How we cite our quotes: Book Number, Line Number
Quote #4
"advise him of his happy state—
Happiness in his power left free to will,
Left to his own free will, his will though free
Yet mutable" (5.234-7).
The repetition of "free will" in this passage points to its importance and centrality in the poem, but the tortured syntax makes the issue more complicated than a simple matter of emphasis. Adam can control his own happiness ("left free to will"), but free will can turn into something else if he's not careful. What exactly? We're not sure.
Quote #5
"The monstrous sight
Strook them with horror backward but far worse
Urged them behind: headlong themselves they threw
Down from the verge of Heav'n" (6.862-5).
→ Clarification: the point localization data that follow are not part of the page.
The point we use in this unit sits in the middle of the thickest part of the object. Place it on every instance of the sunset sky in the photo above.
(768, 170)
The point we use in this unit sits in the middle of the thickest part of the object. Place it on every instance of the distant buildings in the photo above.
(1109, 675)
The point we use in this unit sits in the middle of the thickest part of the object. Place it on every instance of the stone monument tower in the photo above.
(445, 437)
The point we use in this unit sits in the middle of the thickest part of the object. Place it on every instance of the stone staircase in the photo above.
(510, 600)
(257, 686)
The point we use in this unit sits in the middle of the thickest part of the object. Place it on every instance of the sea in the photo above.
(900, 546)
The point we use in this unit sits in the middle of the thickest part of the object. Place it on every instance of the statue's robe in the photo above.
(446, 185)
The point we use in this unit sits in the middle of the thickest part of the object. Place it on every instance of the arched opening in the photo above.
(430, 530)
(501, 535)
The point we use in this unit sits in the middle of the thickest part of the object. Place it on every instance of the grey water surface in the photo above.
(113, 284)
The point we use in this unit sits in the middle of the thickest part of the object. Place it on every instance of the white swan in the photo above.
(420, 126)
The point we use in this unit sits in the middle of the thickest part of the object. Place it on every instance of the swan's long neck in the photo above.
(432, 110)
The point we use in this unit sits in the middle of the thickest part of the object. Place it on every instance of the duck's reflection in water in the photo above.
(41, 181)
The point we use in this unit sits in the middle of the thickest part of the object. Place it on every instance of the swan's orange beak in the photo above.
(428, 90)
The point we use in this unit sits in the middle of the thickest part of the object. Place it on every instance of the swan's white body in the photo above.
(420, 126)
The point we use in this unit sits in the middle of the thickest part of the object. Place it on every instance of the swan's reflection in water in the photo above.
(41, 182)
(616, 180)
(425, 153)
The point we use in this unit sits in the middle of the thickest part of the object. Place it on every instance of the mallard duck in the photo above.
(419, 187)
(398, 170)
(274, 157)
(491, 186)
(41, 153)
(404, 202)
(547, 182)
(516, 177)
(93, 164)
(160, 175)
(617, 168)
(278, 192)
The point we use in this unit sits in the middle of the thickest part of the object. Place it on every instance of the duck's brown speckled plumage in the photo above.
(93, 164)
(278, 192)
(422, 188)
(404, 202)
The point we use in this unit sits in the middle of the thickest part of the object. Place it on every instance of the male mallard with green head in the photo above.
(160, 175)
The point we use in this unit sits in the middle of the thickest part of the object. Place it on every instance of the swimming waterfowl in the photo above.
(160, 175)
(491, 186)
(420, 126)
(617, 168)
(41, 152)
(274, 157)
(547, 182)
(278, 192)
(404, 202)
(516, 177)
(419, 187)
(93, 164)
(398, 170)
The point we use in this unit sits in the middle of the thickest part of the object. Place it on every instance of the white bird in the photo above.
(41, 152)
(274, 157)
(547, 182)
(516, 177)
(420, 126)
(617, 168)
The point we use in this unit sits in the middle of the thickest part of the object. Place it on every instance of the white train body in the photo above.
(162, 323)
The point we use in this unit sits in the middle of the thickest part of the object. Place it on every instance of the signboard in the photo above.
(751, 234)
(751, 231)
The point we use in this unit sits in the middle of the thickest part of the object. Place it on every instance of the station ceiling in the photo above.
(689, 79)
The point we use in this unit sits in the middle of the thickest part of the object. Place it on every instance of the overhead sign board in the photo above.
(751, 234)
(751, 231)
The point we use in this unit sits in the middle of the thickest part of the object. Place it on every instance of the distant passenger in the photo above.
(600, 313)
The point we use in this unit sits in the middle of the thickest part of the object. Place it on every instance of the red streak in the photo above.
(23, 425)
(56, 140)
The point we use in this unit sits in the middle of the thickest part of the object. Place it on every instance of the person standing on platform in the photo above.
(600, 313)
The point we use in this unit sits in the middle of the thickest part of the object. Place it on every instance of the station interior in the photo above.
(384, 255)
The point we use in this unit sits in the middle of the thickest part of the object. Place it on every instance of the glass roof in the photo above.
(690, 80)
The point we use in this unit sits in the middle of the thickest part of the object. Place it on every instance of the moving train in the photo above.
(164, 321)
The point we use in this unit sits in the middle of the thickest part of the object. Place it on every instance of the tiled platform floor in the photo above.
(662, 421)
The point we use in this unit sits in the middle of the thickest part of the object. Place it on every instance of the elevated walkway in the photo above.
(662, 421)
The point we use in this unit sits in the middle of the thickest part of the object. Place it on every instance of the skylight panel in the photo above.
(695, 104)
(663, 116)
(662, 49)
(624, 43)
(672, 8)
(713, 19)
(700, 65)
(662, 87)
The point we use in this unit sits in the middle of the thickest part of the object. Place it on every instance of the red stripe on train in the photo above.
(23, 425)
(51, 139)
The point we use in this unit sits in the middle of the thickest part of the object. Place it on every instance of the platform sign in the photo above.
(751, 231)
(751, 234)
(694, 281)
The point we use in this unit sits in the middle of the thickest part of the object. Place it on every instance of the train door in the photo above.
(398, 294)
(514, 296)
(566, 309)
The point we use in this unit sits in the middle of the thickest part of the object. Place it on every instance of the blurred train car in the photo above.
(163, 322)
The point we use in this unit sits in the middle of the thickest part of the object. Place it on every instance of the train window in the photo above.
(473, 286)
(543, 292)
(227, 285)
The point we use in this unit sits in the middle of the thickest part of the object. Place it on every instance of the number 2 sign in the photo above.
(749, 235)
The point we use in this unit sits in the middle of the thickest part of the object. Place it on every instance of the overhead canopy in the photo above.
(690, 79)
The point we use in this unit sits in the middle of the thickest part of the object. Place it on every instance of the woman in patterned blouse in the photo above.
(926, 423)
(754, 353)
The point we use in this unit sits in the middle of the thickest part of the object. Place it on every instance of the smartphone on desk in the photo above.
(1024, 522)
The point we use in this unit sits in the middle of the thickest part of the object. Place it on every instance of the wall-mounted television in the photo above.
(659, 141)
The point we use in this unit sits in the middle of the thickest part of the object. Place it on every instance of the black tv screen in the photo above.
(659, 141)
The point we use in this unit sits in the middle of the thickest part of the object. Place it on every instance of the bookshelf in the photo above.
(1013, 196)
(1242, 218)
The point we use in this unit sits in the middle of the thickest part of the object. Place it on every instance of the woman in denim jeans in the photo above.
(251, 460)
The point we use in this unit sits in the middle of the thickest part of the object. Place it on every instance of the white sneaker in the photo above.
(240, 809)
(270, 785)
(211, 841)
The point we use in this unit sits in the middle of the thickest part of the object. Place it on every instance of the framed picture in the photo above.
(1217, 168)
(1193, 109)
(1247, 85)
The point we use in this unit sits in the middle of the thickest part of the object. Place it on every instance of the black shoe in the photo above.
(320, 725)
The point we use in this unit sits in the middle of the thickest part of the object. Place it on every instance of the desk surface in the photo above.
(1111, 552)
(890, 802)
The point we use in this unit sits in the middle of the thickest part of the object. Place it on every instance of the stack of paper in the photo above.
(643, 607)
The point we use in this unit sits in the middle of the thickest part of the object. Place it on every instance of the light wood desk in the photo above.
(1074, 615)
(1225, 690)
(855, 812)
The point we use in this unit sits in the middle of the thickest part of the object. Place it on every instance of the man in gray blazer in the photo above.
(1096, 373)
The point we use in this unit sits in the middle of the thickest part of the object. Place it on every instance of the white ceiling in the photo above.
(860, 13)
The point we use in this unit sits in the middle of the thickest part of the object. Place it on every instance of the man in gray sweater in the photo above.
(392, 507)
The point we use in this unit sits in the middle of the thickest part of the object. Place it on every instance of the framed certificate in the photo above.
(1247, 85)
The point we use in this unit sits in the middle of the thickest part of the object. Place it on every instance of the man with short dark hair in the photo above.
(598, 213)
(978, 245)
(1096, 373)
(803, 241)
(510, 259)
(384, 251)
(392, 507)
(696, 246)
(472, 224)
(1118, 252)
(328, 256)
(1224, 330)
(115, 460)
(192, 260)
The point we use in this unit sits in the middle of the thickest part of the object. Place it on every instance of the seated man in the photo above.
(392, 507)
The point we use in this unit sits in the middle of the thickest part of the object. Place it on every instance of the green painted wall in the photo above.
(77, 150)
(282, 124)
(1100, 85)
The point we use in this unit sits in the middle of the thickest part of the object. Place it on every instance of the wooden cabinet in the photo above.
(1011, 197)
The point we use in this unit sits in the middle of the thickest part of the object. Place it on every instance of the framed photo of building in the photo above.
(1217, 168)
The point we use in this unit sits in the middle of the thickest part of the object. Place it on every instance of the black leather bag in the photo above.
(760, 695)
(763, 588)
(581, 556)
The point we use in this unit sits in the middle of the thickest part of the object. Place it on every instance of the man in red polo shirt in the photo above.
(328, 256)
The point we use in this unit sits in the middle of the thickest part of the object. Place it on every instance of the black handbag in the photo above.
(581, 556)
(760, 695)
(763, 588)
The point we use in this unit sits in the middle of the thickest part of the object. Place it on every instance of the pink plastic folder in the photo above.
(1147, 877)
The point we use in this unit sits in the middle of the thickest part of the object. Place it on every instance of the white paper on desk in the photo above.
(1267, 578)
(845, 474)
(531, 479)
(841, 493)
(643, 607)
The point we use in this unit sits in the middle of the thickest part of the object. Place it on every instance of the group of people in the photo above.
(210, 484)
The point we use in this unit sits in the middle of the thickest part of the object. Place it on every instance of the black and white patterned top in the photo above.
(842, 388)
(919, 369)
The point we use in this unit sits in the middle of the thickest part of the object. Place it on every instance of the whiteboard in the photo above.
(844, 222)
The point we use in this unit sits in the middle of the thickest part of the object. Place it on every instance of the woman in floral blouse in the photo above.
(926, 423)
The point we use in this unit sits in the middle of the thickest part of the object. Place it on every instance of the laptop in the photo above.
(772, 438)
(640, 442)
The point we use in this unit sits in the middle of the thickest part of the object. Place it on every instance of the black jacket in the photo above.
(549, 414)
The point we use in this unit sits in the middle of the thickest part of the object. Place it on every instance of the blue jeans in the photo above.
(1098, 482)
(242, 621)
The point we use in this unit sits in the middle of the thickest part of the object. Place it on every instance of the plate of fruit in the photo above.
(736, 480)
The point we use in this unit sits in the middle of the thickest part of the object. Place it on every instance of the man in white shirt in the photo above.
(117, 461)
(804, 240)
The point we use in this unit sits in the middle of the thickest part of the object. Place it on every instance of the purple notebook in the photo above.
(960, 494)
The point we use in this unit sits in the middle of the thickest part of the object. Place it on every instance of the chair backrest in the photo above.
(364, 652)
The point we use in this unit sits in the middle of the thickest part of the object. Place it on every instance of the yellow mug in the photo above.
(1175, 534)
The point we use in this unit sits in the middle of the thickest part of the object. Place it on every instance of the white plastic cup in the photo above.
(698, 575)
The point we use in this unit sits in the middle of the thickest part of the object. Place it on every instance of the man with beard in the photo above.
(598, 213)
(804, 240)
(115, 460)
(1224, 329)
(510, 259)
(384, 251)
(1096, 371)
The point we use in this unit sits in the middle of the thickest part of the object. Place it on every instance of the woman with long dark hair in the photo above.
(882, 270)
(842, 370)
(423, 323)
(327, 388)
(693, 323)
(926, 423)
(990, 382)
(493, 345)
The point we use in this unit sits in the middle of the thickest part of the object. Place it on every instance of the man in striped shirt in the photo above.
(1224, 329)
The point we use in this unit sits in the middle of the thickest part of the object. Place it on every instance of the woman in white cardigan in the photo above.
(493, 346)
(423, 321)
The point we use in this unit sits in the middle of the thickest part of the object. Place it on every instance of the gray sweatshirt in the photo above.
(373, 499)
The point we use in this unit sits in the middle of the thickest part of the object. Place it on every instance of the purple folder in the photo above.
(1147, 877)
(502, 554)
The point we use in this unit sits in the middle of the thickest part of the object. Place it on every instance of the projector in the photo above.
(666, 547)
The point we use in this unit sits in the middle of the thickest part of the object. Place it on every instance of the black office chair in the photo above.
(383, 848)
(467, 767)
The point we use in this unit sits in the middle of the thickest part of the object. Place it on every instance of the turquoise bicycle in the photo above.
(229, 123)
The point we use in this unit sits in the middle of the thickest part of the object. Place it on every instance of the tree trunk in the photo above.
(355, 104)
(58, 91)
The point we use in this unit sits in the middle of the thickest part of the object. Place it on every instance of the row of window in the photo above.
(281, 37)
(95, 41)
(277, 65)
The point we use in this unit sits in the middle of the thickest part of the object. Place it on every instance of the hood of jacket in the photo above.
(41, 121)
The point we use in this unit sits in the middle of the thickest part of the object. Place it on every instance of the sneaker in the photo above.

At the end of the war in Heaven, the rebel angels throw themselves out of God's kingdom. Wait a minute. What? The fact that they hurl themselves over the edge makes the point about free will perfectly clear: they have nobody to blame – not God, not fate, not predestination – but themselves.
Quote #6
"Firm they might have stood,
Yet fell; remember, and fear to transgress" (6.910-1).
Once again, things could have gone better for Satan if he had "stood." The idea of standing (and its associated rhetoric of uprightness, erectness, etc.) is an important figure or trope in the poem. Courageous figures who do the right thing stand (like Abdiel) while disobedient ones don't. Standing implies effort, which implies free will.